The first hearing was held on June 13 before federal Judge John Keenan of the Southern District of New York, who was reportedly skeptical of the city’s position that oil companies are to blame for purported global-warming damage.
“The firehouses all have trucks. The sanitation department has trucks. If you open the door and go out to Foley Square, you’re going to see five police cars,” said Keenan, an appointee of President Ronald Reagan. “Does the city have clean hands?”
In April, the litigation moved to Colorado. The city of Boulder, the county of Boulder, and the county of San Miguel together filed a lawsuit against ExxonMobil and Suncor for damages related to climate change.
EarthRights International, one of the environmental groups representing the three Colorado governments, said in a statement last week it wasn’t deterred by the court ruling in the San Francisco-Oakland case.

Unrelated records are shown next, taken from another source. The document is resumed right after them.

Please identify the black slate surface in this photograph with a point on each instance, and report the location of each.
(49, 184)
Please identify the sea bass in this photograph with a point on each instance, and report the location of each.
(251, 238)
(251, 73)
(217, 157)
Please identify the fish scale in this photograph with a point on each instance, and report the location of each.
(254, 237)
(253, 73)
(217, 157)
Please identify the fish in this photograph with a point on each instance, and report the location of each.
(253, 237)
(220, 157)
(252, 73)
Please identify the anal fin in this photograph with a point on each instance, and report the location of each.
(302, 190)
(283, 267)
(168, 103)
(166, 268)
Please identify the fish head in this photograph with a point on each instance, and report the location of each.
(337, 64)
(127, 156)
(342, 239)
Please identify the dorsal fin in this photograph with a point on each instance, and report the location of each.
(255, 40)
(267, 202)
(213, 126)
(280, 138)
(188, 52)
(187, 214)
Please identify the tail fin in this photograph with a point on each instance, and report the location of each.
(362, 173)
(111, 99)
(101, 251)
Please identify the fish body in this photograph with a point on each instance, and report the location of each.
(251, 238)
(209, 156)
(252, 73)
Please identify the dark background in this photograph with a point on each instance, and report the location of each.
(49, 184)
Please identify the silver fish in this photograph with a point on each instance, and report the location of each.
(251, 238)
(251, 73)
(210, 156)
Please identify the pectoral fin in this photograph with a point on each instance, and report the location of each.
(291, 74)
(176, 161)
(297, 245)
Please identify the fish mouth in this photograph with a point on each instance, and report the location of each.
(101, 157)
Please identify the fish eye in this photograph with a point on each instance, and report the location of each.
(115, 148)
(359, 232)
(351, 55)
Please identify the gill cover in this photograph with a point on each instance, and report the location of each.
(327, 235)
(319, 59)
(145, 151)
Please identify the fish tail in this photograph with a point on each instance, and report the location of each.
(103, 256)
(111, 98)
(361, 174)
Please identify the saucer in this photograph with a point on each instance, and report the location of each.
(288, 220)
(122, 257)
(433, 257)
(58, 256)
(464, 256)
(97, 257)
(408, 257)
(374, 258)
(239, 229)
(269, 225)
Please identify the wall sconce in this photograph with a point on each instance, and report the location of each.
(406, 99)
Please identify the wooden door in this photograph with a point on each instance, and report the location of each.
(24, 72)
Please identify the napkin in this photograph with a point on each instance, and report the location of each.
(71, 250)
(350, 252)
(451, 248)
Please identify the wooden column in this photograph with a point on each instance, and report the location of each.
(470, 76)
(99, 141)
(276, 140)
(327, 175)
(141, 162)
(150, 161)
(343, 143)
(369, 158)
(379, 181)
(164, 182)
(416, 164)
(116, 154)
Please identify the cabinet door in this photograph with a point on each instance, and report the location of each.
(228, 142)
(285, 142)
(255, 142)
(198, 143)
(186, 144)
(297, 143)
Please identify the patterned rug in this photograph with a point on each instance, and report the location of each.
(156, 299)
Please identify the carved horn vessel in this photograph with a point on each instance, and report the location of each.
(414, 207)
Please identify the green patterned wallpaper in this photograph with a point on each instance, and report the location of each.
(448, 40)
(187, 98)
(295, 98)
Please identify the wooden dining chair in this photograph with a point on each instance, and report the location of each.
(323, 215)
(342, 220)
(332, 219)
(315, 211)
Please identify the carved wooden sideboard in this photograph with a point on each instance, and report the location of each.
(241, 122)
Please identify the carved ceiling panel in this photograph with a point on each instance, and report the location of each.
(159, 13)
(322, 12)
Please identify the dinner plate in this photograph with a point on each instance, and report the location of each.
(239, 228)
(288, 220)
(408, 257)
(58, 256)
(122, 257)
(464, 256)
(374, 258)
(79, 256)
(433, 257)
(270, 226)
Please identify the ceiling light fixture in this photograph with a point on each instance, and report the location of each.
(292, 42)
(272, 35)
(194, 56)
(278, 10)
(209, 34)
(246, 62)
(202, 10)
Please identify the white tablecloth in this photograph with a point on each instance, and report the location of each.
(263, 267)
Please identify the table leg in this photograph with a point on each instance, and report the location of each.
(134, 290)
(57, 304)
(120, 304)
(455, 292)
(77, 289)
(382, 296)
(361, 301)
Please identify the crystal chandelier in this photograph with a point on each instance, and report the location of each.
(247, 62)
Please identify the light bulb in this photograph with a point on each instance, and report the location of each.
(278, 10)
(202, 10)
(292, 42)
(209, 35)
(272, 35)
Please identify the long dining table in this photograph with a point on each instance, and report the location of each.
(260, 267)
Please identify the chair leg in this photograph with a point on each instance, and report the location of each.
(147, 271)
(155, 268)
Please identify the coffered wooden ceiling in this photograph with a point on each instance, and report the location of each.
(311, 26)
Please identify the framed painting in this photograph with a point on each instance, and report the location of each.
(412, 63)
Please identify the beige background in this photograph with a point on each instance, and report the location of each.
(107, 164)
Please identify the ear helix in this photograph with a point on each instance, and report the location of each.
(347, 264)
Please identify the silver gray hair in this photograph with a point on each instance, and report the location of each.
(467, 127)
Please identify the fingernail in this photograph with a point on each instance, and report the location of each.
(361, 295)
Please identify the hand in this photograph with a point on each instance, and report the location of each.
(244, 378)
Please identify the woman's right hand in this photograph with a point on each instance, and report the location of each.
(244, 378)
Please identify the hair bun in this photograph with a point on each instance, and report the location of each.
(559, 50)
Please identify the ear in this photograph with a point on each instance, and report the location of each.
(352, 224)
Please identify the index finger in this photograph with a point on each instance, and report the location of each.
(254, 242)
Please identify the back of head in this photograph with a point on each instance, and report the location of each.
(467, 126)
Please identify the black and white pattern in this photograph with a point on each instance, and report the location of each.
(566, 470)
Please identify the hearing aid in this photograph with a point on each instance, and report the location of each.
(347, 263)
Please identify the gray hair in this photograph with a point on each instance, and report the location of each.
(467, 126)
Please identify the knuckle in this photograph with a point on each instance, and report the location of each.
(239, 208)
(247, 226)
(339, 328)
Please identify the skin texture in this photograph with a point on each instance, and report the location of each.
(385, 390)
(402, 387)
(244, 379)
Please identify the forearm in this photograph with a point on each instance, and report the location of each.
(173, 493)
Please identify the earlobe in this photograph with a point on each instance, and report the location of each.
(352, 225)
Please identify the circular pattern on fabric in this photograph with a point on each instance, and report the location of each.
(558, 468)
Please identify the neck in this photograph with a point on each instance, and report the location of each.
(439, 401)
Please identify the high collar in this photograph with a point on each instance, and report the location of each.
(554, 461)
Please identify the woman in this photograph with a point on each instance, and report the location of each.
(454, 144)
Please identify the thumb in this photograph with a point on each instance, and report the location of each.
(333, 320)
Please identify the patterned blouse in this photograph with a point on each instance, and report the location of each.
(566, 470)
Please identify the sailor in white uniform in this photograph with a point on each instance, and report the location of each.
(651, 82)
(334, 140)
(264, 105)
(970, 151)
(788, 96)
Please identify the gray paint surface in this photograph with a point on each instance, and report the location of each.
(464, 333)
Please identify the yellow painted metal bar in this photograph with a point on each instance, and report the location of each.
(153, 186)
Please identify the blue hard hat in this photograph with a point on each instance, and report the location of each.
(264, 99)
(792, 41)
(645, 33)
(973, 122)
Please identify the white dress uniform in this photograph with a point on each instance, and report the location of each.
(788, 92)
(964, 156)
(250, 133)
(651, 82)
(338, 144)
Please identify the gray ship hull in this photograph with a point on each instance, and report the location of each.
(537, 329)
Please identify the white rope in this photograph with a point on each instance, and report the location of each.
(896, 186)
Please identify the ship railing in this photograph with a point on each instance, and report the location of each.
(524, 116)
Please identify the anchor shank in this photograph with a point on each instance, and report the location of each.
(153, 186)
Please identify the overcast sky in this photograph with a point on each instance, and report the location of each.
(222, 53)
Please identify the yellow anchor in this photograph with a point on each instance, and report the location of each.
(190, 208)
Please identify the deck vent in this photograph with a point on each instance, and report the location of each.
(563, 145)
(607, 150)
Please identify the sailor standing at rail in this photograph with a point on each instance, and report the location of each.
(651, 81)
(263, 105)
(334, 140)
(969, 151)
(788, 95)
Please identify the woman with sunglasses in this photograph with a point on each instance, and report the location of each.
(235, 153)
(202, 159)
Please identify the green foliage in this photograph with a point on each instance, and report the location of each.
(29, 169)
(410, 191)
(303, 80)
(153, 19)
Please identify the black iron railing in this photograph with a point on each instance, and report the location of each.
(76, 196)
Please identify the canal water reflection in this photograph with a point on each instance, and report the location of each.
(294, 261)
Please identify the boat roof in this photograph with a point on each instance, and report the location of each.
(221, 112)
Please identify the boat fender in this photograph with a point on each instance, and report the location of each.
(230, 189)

“Other lawsuits—including ERI’s own lawsuit on behalf of communities in Colorado—are proceeding and will not necessarily follow the same path,” the statement says. “Meanwhile, evidence continues to emerge of the oil industry’s role in misleading the public and delaying the shift toward carbon-neutral energy sources.”
Back in California, cases were filed separately in July 2017 by the city of Imperial Beach, Marin County, and San Mateo County—initially, in California state court—against Chevron, Exxon Mobil, BP, Shell, and other energy companies.
The cases were being heard together by federal Judge Vince Chhabria of the U.S. District Court for the Northern District of California, who accepted the plaintiffs’ motion to remand the case back to state court.
But the defendants filed an appeal, asking the court to stay the proceedings until the 9th U.S. Circuit Court of Appeals decides if all of the climate cases should be heard at the state or federal level. Chhabria, an appointee of President Barack Obama, granted the defendants’ stay, and the 9th Circuit will hear the matter later this month.
Separately, the city of Santa Cruz and county of Santa Cruz in December sued Chevron, Exxon Mobil, BP, Shell, and other companies. They are seeking damages for extreme flooding the plaintiffs blame on the harvesting and burning of fossil fuels.
The city of Richmond, California, filed another climate public-nuisance lawsuit in January against Chevron, Exxon Mobil, BP, Shell, and 25 other companies, alleging that harvesting natural resources and producing fuel has led to rising sea levels that threaten the city’s property.
Both cases were filed in state courts, but moved to federal court, where Chhabria is also deciding whether to send them back to state court.
In May, King County, Washington, filed a lawsuit against BP, Chevron, ConocoPhillips, Exxon Mobil, and Shell, claiming public nuisance. It wants to force the companies to fund an abatement program.